ISFP types need plenty of personal space. Though they enjoy building connections with people, they need alone time to think and recharge.
They are very observant, especially focusing on the details more than the overall view. They live in the present and tend to base decisions on what they can see right now.
Creators also prioritize emotion when making decisions. They prefer to follow what feels right.
They don’t like schedules, but instead prefer to keep their options open. They are adaptable, spontaneous, and like to challenge the need for strict rules.
In summary, ISFP personality types tend to…
Enjoy taking time to be alone and recharge
Focus closely on the specifics of a situation
Challenge the need for tradition and rules
Avoid schedules to allow room for last-minute opportunities
Prioritize emotion over facts and data
Every personality archetype has strengths and blind spots, and these are often amplified in professional settings where we often encounter a diverse group of people with vastly different backgrounds and value systems.

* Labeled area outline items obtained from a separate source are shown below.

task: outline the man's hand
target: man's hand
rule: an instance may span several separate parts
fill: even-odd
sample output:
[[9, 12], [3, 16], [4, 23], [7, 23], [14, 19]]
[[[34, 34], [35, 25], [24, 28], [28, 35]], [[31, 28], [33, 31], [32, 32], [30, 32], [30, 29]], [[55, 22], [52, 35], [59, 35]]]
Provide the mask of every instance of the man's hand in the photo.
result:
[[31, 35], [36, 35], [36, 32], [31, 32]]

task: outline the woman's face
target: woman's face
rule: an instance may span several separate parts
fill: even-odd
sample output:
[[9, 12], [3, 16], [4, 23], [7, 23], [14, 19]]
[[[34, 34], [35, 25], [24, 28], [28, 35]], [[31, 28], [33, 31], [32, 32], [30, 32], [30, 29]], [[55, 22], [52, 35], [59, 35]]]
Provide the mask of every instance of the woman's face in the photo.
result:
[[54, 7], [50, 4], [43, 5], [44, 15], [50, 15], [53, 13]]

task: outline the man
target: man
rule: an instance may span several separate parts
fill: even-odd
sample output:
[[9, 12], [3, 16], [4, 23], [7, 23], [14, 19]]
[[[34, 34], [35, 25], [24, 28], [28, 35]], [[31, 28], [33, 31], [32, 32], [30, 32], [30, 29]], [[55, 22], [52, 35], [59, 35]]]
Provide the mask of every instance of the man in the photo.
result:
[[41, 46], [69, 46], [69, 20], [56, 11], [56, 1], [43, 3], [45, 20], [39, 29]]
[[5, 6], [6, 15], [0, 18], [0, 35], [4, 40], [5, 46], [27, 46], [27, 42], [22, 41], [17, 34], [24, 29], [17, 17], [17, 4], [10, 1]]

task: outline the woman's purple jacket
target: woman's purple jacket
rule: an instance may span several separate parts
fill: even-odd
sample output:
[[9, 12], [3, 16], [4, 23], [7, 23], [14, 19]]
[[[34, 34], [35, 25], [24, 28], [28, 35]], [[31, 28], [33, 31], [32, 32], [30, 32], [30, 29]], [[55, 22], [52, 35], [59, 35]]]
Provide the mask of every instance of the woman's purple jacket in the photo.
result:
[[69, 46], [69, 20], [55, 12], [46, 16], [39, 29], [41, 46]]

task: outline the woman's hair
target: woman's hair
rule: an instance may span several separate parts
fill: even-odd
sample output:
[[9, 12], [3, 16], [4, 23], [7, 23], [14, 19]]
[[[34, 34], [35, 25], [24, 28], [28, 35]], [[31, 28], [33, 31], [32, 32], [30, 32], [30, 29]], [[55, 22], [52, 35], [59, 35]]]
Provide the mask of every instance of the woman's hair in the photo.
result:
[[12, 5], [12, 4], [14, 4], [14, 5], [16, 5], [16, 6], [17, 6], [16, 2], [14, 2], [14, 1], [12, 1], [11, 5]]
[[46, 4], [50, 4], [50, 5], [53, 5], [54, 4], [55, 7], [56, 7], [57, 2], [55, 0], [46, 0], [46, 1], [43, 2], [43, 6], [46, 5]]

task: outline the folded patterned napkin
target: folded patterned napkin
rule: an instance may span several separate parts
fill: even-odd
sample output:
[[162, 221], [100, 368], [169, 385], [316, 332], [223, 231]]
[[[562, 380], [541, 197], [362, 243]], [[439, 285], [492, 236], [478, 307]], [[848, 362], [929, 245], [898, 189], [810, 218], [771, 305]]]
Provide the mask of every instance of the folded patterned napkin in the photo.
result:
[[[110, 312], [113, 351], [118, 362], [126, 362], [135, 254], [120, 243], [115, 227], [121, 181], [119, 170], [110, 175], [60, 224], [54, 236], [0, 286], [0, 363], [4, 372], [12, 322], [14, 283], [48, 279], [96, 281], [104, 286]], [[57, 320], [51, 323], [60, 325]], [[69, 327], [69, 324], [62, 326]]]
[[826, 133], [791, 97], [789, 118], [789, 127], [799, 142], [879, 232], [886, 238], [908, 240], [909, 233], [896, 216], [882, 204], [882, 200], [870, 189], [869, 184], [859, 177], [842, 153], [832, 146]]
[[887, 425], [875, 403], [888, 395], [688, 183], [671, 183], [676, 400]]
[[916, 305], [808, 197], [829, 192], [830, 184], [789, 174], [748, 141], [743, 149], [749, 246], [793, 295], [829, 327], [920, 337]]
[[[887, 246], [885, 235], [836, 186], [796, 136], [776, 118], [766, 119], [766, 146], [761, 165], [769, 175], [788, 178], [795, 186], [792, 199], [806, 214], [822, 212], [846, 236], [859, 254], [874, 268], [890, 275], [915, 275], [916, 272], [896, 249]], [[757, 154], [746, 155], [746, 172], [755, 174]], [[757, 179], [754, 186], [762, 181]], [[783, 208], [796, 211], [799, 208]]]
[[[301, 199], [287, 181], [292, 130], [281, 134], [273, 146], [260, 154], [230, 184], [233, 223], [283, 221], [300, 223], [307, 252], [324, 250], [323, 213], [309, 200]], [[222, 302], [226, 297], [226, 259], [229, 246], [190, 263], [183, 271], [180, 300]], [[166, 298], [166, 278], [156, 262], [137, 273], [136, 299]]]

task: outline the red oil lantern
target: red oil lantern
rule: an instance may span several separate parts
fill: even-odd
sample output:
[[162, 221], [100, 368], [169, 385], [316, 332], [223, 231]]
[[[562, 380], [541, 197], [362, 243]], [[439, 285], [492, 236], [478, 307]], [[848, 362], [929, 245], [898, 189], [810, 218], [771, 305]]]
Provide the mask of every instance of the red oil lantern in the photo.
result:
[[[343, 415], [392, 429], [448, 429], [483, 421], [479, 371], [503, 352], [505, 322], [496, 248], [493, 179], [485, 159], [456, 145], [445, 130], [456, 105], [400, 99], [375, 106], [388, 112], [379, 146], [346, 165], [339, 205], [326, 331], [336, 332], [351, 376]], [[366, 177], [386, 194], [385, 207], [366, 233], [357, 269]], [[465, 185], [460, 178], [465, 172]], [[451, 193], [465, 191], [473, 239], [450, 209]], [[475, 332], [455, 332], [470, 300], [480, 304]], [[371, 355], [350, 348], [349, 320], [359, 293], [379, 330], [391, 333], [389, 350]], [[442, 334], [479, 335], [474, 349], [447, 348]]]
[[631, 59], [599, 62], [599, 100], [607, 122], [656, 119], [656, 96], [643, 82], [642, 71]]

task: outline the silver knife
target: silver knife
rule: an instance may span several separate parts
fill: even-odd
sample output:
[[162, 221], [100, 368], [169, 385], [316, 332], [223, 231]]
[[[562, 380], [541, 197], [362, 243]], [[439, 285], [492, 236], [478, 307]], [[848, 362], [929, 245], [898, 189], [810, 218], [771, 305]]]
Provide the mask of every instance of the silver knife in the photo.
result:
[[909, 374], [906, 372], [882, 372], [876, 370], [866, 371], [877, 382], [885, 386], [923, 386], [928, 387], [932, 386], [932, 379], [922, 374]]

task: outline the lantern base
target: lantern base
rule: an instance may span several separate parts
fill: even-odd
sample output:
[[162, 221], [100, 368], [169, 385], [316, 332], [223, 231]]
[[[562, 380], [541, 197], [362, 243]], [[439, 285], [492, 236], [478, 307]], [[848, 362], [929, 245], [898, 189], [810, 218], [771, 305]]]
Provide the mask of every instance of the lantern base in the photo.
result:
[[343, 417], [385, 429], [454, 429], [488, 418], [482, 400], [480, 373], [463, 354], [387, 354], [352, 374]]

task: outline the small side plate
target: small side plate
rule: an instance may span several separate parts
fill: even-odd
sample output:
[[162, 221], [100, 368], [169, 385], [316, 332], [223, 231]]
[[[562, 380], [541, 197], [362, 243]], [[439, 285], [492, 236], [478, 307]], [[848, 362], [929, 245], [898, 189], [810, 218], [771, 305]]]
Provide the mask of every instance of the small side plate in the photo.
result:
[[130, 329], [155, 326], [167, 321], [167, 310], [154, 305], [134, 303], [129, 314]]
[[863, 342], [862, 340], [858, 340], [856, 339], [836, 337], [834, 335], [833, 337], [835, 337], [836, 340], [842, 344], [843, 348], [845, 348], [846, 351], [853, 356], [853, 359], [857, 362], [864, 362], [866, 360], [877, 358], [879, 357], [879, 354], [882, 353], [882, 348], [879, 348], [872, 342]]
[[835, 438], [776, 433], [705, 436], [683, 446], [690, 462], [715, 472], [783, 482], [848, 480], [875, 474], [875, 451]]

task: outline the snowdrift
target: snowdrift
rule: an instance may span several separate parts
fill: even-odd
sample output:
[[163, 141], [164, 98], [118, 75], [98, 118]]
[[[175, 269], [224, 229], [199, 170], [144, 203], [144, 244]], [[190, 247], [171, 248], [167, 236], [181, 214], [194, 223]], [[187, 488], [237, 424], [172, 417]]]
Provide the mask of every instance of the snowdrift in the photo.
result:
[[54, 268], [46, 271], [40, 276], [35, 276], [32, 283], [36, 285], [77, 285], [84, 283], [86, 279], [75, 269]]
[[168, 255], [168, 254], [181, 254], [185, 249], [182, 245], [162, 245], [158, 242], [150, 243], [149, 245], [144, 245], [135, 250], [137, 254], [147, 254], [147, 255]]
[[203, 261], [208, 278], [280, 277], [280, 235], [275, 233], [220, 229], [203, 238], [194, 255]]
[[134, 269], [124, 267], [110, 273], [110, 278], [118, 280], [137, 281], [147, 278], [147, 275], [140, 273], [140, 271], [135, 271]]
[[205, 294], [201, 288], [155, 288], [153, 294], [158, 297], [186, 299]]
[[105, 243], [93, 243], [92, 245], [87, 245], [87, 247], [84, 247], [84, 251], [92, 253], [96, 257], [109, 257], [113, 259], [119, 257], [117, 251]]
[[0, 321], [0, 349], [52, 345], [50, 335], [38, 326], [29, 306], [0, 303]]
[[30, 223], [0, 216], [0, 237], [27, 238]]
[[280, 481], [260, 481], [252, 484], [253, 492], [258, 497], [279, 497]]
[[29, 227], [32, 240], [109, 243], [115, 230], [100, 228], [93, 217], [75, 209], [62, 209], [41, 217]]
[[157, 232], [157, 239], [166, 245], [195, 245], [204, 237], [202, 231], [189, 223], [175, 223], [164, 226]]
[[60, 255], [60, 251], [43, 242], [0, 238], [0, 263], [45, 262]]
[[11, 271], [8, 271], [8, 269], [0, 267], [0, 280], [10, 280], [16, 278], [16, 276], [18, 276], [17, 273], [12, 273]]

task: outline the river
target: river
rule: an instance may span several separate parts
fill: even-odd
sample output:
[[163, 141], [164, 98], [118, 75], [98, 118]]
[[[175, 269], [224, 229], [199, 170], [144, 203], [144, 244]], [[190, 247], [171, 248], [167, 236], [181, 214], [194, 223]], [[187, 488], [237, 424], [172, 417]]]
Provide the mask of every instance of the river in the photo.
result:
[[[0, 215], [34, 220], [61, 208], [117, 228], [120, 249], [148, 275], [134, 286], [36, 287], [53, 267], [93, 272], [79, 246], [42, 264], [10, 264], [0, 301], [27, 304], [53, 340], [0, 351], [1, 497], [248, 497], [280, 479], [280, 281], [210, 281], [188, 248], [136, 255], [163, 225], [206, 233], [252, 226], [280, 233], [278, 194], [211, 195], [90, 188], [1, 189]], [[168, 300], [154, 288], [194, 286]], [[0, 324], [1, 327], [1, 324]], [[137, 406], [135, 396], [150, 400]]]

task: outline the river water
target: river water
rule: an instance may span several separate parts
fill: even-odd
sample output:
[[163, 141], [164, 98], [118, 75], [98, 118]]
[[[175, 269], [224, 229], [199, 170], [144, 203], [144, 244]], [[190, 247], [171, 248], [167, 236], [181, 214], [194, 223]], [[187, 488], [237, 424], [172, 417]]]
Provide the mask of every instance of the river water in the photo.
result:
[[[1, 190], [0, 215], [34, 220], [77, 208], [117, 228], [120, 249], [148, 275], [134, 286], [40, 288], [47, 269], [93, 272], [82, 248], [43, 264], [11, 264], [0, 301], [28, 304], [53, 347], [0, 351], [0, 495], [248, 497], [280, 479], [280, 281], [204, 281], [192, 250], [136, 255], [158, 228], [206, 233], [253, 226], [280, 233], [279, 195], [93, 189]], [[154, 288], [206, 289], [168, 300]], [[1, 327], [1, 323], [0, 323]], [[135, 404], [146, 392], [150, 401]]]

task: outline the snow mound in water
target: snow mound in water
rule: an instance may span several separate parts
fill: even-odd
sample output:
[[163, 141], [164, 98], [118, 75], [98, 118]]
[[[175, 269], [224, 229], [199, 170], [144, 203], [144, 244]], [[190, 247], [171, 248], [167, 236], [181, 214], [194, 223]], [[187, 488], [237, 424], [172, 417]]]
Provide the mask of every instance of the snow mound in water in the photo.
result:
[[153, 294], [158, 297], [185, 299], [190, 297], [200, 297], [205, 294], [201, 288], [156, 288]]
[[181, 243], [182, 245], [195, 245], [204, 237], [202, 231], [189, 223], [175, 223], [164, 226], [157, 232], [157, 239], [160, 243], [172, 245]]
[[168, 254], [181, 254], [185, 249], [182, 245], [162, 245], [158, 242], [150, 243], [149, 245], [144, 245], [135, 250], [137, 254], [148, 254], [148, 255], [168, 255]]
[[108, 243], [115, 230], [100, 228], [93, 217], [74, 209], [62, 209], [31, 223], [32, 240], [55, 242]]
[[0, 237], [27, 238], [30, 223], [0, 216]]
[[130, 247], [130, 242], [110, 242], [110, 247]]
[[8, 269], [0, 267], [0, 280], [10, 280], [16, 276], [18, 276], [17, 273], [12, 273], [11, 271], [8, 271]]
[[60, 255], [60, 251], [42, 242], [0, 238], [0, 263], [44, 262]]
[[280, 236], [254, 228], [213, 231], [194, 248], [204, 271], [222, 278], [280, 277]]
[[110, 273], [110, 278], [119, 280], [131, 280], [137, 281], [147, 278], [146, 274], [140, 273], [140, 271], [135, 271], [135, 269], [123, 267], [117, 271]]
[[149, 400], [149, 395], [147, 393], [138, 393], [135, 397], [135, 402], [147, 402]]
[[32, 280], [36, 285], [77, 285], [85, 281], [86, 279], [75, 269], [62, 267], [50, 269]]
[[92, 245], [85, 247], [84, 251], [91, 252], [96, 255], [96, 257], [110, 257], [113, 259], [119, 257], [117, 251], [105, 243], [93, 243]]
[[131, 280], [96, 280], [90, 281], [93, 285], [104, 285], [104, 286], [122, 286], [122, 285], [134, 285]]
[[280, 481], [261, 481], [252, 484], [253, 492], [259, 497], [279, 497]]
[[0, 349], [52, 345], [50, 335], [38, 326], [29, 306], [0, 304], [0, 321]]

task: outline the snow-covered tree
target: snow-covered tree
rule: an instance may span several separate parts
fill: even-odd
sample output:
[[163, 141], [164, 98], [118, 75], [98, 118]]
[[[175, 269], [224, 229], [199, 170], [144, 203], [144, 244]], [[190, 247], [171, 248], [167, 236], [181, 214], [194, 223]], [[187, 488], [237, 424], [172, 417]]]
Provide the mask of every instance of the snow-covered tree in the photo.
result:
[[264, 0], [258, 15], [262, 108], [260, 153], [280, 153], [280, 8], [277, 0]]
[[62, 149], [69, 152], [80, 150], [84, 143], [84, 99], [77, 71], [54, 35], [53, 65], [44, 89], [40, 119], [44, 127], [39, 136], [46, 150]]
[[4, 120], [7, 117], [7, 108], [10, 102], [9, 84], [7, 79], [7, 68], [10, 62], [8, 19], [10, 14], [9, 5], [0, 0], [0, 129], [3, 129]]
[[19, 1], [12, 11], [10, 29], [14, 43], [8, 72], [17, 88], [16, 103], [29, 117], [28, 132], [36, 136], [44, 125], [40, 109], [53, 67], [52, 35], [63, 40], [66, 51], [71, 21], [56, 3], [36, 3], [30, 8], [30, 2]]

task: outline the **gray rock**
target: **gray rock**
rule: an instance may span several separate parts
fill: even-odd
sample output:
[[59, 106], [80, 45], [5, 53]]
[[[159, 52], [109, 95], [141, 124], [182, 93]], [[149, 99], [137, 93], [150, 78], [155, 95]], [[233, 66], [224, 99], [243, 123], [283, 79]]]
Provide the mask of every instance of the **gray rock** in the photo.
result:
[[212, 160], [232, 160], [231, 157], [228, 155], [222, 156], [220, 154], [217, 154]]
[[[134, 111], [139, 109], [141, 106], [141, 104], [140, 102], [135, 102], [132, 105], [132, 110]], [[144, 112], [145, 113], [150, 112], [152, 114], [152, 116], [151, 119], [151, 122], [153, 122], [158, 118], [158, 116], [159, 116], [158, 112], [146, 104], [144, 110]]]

Strengths that are typically associated with the ISFP personality type include...
Desire to improve the lives of others
Easy-going and adaptable attitude
Loyalty to personal beliefs and values
Deeply-rooted curiosity about the world
Sensitivity to the needs of those around them
Blind spots that are typically associated with the ISFP personality type include…
Difficulty understanding and following rules
Struggling to balance emotions in stressful situations
Distaste for conceptual or abstract information
Prioritizing their own need for autonomy
Communicating with an ISFP personality type
Try to connect with them emotionally while respecting their deep need for personal space and independence.
Meeting with an ISFP personality type
Meetings should be sparse and should focus on specific, concrete information.
Emailing an ISFP personality type
Include small-talk and communicate clearly in emails.
Giving feedback to an ISFP personality type
Be gentle when giving feedback; include compliments to reassure ISFPs.
Resolving conflict with an ISFP personality type
Listen to and encourage ISFP types to share their feelings; help them feel heard and understood in times of conflict.
When people experience pain, stress, or dissatisfaction at work, it can usually be attributed to energy-draining activities. Therefore, it’s important to know what kinds of activities energize each personality type and which activities drain them.
Creators tend to be motivated and energized by…
Personal and private space to relax
Unexpected and exciting experiences
Learning about how things work
Creating something new and beautiful
Connecting with close friends and family
Creators tend to be drained by…
Strict rules, regulations, and processes
Complex and hypothetical ideas
Repetitive schedules and routines
Criticism from those they value
Large groups of unfamiliar people
INFP types have a passion for helping others. They are natural born creatives and enjoy careers that allow them to have flexible schedules.